God bless you, friends. There’s a longer blessing at the end of the Author’s Note in Ember’s End. I hope you find it.

Thanks for welcoming my series—our series—into your lives and homes and hearts; thank you for allowing me this incredible privilege. 

Your friend and mine,
Sam

6 Comments

  1. The Green Ember books are all amazing! Ember’s End is my very favorite book ever. All the characters are great (especially Helmer!). Thank you for these books. God bless you!

  2. I definitely wept like a baby as I finished reading the last parts of Embers End to my children. What an amazing story. My favorite chapter in the book is “Accepted” and the story of Helmer’s redemption from The Green Ember to Embers End is incredibly powerful.
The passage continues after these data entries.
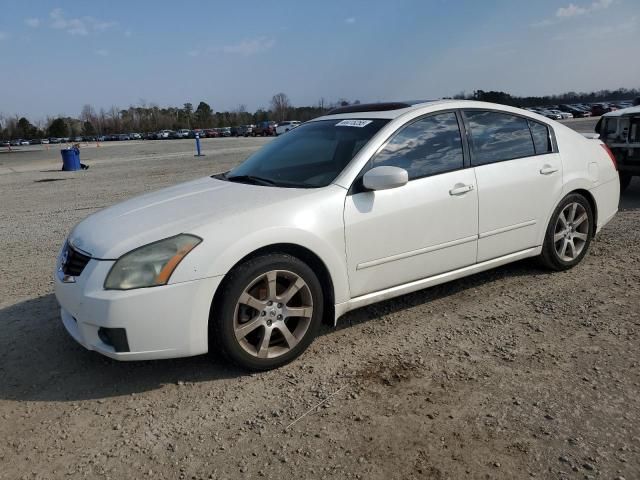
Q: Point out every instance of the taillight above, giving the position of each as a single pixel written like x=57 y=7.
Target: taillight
x=611 y=155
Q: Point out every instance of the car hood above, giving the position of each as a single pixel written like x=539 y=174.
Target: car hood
x=109 y=233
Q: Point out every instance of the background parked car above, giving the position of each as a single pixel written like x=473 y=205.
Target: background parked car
x=165 y=134
x=265 y=129
x=284 y=127
x=246 y=130
x=599 y=109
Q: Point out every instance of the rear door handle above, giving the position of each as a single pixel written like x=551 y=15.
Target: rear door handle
x=548 y=170
x=460 y=189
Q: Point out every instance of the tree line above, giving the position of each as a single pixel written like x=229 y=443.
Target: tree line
x=563 y=98
x=151 y=117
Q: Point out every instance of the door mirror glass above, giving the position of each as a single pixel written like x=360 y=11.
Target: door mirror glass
x=385 y=177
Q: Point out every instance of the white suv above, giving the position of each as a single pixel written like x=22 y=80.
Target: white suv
x=361 y=205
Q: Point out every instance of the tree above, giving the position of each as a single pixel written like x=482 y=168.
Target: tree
x=88 y=129
x=187 y=113
x=25 y=129
x=204 y=115
x=280 y=106
x=58 y=128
  3. The blessing in the author’s note of Ember’s End was beautiful and deeply touching. Thank you, Sam!

  4. Thank you so much for the blessing and prayers at the end of the book. I’m slowly slowly writing a little novel but keep stopping because Daddy God is teaching me through writing – like He is the big author who has written pain into my story because He knows the other side, He sees the ripple effect that I can’t see and it is out of great love that pain and hardship has been written in.
    Your prayer that we find joy in being characters and that it’s not all about us struck a chord. Thank you for the prayer and for sharing it with us. I’m so grateful.
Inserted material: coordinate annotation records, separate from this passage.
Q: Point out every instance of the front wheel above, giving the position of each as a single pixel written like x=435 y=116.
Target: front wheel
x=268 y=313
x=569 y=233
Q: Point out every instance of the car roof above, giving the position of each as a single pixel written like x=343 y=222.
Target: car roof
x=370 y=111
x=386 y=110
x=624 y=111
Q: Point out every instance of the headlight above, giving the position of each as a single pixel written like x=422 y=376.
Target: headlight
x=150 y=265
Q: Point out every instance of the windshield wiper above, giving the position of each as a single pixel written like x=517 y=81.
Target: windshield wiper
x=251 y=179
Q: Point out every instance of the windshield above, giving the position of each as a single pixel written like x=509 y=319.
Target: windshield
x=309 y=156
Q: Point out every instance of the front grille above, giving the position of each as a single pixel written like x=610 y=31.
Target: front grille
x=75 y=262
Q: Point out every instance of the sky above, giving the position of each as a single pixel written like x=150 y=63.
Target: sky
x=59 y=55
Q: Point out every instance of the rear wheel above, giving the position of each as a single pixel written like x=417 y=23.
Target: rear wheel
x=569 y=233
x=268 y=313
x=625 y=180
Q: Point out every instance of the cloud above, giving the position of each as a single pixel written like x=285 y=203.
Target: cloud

  5. Conflicted and confused about the religious system presented in Green Ember. I have loved and enjoyed so much of the books with my children. But the religious system and the chants presented in the book seem decidedly un-Christian. Unless I am reading it wrong, it seems like the religious system that gets hunted at throughout the books is not even monotheistic. Why were Flint and Fae not created by a Great Leaper? (That would have been enough to calm my worries.) Why does the blind tunneler rabbit call himself the “Truth” with a capital T? That seems to be an anti-Christ claim given the character who makes it. I really want to love these books, but every time the religious system gets flushed out, it worries and perplexes me. If someone could explain this to me, I would honestly love it. I sincerely want to love these books, but I just can’t comprehend what the author was going for here.